Taking Good Care of Your Rock Tumbler and Associated Equipment.
We’ve learned a lot over the last 20 years when it comes to looking after a rock tumbler to help it last longer. Here are a few pointers to help you keep an eye on things as batches progress and new ones begin, this will hopefully keep your machine running longer and therefore providing more enjoyment over time you indulge in the hobby!

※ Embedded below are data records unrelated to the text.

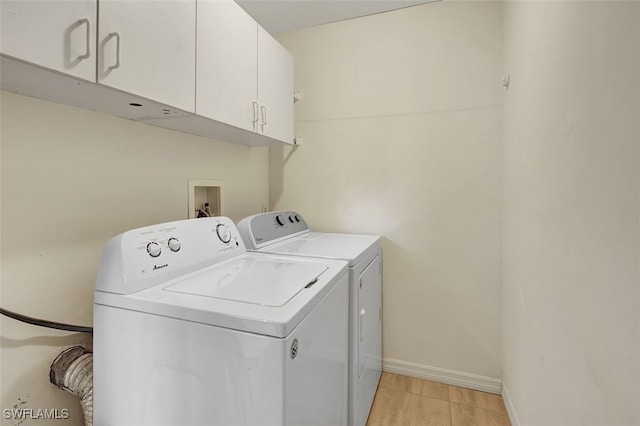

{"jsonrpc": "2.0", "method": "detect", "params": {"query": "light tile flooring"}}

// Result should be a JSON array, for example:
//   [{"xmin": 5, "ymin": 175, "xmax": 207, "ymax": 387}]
[{"xmin": 366, "ymin": 373, "xmax": 511, "ymax": 426}]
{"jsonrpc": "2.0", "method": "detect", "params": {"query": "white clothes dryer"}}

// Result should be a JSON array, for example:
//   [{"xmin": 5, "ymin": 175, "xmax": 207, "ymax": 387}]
[
  {"xmin": 238, "ymin": 211, "xmax": 382, "ymax": 426},
  {"xmin": 93, "ymin": 217, "xmax": 349, "ymax": 426}
]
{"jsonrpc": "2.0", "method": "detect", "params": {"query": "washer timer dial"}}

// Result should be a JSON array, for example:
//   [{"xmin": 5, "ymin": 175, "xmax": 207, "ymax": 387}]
[
  {"xmin": 216, "ymin": 224, "xmax": 232, "ymax": 243},
  {"xmin": 146, "ymin": 242, "xmax": 161, "ymax": 258}
]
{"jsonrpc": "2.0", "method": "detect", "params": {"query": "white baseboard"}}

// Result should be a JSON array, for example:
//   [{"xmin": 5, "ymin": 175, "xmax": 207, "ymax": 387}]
[
  {"xmin": 382, "ymin": 358, "xmax": 502, "ymax": 394},
  {"xmin": 501, "ymin": 384, "xmax": 521, "ymax": 426}
]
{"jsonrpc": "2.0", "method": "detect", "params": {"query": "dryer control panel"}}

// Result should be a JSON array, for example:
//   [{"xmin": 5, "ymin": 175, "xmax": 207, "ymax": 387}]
[
  {"xmin": 238, "ymin": 211, "xmax": 310, "ymax": 249},
  {"xmin": 96, "ymin": 217, "xmax": 245, "ymax": 294}
]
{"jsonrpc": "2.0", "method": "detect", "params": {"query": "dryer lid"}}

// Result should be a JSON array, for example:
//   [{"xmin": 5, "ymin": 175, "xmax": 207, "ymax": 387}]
[
  {"xmin": 165, "ymin": 257, "xmax": 327, "ymax": 307},
  {"xmin": 264, "ymin": 233, "xmax": 380, "ymax": 267}
]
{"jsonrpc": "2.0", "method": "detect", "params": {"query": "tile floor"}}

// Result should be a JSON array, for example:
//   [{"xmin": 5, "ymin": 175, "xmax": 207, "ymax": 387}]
[{"xmin": 366, "ymin": 372, "xmax": 511, "ymax": 426}]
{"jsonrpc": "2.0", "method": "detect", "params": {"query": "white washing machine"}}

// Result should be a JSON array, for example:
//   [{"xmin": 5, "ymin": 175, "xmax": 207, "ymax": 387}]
[
  {"xmin": 93, "ymin": 217, "xmax": 349, "ymax": 426},
  {"xmin": 237, "ymin": 211, "xmax": 382, "ymax": 426}
]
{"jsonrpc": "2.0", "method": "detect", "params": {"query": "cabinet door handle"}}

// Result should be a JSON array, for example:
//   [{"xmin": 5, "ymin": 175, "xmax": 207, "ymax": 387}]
[
  {"xmin": 252, "ymin": 101, "xmax": 259, "ymax": 131},
  {"xmin": 78, "ymin": 18, "xmax": 91, "ymax": 60},
  {"xmin": 104, "ymin": 32, "xmax": 121, "ymax": 72},
  {"xmin": 66, "ymin": 18, "xmax": 91, "ymax": 66},
  {"xmin": 261, "ymin": 105, "xmax": 267, "ymax": 130},
  {"xmin": 359, "ymin": 308, "xmax": 366, "ymax": 342}
]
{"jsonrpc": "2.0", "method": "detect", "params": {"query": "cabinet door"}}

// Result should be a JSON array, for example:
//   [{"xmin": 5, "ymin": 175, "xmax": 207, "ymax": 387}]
[
  {"xmin": 257, "ymin": 26, "xmax": 293, "ymax": 144},
  {"xmin": 98, "ymin": 0, "xmax": 195, "ymax": 112},
  {"xmin": 0, "ymin": 0, "xmax": 96, "ymax": 81},
  {"xmin": 196, "ymin": 0, "xmax": 257, "ymax": 132}
]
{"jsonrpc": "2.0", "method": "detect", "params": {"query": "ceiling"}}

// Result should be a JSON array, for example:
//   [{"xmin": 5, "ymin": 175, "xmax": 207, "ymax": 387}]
[{"xmin": 235, "ymin": 0, "xmax": 440, "ymax": 34}]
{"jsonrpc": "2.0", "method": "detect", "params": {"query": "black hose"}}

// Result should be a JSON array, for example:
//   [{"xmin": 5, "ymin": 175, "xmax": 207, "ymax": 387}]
[{"xmin": 0, "ymin": 307, "xmax": 93, "ymax": 334}]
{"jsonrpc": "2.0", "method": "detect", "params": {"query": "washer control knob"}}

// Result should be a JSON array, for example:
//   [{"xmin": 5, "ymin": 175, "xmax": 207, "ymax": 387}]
[
  {"xmin": 216, "ymin": 224, "xmax": 232, "ymax": 243},
  {"xmin": 146, "ymin": 242, "xmax": 161, "ymax": 258},
  {"xmin": 294, "ymin": 215, "xmax": 300, "ymax": 222},
  {"xmin": 289, "ymin": 215, "xmax": 295, "ymax": 223},
  {"xmin": 275, "ymin": 215, "xmax": 285, "ymax": 226},
  {"xmin": 167, "ymin": 237, "xmax": 181, "ymax": 252}
]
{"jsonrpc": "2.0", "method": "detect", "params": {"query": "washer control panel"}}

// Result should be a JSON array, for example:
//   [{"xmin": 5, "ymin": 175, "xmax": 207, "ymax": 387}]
[
  {"xmin": 96, "ymin": 217, "xmax": 245, "ymax": 294},
  {"xmin": 238, "ymin": 211, "xmax": 309, "ymax": 249}
]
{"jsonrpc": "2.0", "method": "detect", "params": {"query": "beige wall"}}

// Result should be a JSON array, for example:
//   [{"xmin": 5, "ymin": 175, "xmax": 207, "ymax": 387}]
[
  {"xmin": 502, "ymin": 1, "xmax": 640, "ymax": 425},
  {"xmin": 0, "ymin": 91, "xmax": 269, "ymax": 425},
  {"xmin": 273, "ymin": 1, "xmax": 504, "ymax": 383}
]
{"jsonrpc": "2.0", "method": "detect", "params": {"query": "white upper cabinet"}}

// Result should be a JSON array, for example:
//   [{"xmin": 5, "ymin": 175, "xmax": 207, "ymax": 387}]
[
  {"xmin": 196, "ymin": 0, "xmax": 293, "ymax": 144},
  {"xmin": 257, "ymin": 26, "xmax": 294, "ymax": 144},
  {"xmin": 0, "ymin": 0, "xmax": 96, "ymax": 81},
  {"xmin": 1, "ymin": 0, "xmax": 292, "ymax": 146},
  {"xmin": 97, "ymin": 0, "xmax": 196, "ymax": 113},
  {"xmin": 197, "ymin": 0, "xmax": 257, "ymax": 132}
]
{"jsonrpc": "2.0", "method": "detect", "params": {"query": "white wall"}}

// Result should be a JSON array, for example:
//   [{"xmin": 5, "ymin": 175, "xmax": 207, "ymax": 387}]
[
  {"xmin": 502, "ymin": 1, "xmax": 640, "ymax": 425},
  {"xmin": 0, "ymin": 91, "xmax": 269, "ymax": 426},
  {"xmin": 272, "ymin": 1, "xmax": 504, "ymax": 387}
]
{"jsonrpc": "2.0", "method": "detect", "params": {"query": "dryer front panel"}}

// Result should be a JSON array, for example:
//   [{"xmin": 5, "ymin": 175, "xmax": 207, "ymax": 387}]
[{"xmin": 354, "ymin": 253, "xmax": 382, "ymax": 426}]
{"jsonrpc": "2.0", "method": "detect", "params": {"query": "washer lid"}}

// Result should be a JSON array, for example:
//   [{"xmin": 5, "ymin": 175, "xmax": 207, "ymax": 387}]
[
  {"xmin": 95, "ymin": 252, "xmax": 348, "ymax": 337},
  {"xmin": 165, "ymin": 258, "xmax": 327, "ymax": 307}
]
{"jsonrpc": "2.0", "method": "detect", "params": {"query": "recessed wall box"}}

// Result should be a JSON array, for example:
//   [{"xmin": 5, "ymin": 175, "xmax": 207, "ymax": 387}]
[{"xmin": 188, "ymin": 179, "xmax": 223, "ymax": 219}]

Position the Rock Tumbler on a Level Surface
If the tumbler is positioned sloping towards either end of the rails on which the barrel sits, it is inevitable that the barrel will slide slowly but surely towards the bearings. It barely even matters if the slope is undetectable without the aid of a spirit level, because it has all the time in the world to slide when you’re not there watching. If it ends up at either end of the drive rails, then depending on the angle of the slope, an amount of friction will occur between the edge and the barrel lid.
This can drag on the motor, wearing it out faster, and cause wear and tear on the barrel lid and bearings.
Use a spirit level to ensure the rock tumbler itself is level from left to right in particular. If it isn’t 100% level, say only 99% – then that is better than 80% as there will be less friction on the points of contact.
Oil as Per the Instructions
We can’t stress enough how important this is. It could be said that some manufacturer’s do not emphasize this enough in order that they can make sales on replacement parts, however all good quality machines should have lubrication instructions and these should definitely be adhered to. This generally means a periodic oiling of the plastic bearings on either side of the tumbler. There are normally four – 2 for the drive shaft and 2 for the rotating balancing shaft which turns by virtue of its contact with the heavy barrel. Over time you will see an accumulation of debris gathering on the bearings and progressing along the metal bars. Wipe this off before applying the oil as it will prevent most of the oil getting through to the moving parts. Wear on the bushes is bad news and once it starts it just keeps getting worse – eventually leading to a very uneven and sometimes bumpy ride for the tumbling stones.
Keep the Rock Tumbler Warm and Dry
Use the manual for your individual machine to find out the correct ideal operating temperatures. This is normally around room temperature. The motors on a rock tumbler do not like it too cold, or too warm – and they certainly cannot be expected to last long in a damp environment – which will lead to rust building on the internal components. Rock tumblers will fail miserably if they are allowed to freeze, this does happen if it is situated in a garden shed or even a garage if the winter is cold enough. A barrel loaded with frozen ice will be unbalanced on the tumbler aswell – putting stress on the motor as it has to lift the ice all the way up and over instead of having it slide along the bottom of the barrel as it rotates. This can be a major problem, especially on large load tumblers which are full of water and rocks.
Wipe it Clean if there is a Spillage
Rock tumbling barrels can and do wear through – typically they get thinner and thinner (mostly with 80 grit) until they are thin enough to crack. They crack because the plastic is worn and a rock will hit in just the right place causing a crack/split to appear. The machine will keep on turning – and the spillage will consist of a rapid dripping through the crack until there is nothing remaining to escape – and still it will carry on turning! By the time you become aware of the problem the slurry may have even dried and gone hard. In this case – chip it off the tumbler and clean the area with a damp cloth. There is nothing worse than placing a pristine new batch of rocks on a filthy dirty tumbler! Pay attention the rails if you do get a spillage, often the slurry will run along them and get into the bearings – along with its grit – this is devastating. The best bet it to press the sides of the tumblers each time you start to use them – or are about to use them. You will notice that they become easy to squeeze as they wear thin – at this point it could be time to change rather than risk a spill.
Do Not Overload the Tumblers Motor
Various sized barrels are available and temptation is there if you get hold of one which is too large for your rock tumbler. If you overload it, two problems can occur (at least). The first is the barrel will stall when you are not present because the motor becomes too tired to turn a load for which it is not rated. If this happens and the motor sticks, a fire is the worse scenario. Do not ever overload your motor. Another thing which can happen is that the barrel will remain still, but the drive will spin rapidly beneath it and not “catch” and rotate it. In this case, damage to the drive shaft and any rubber on it (depending on the design) will be incurred. Overloading a rock tumbler is simply not a good idea. If you need to polish more rock – buy a larger machine.
Do Not Pour Waste Down the Sink
Your rock tumbler will produce a slurry with every single batch you perform. This is essentially composed of the material which constitutes the rocks themselves. Whilst it will never be as hard as the original pieces, it will settle in the u-bend of the plumbing and water will be squeezed out as the sediment sinks. Once this happens the microscopic particles will set together and form a solid blockage – and the only remedy will be to replace the pipework, you will very unlikely be able to remove it.
Remember – take care of your rock tumbler – and it will take care of you!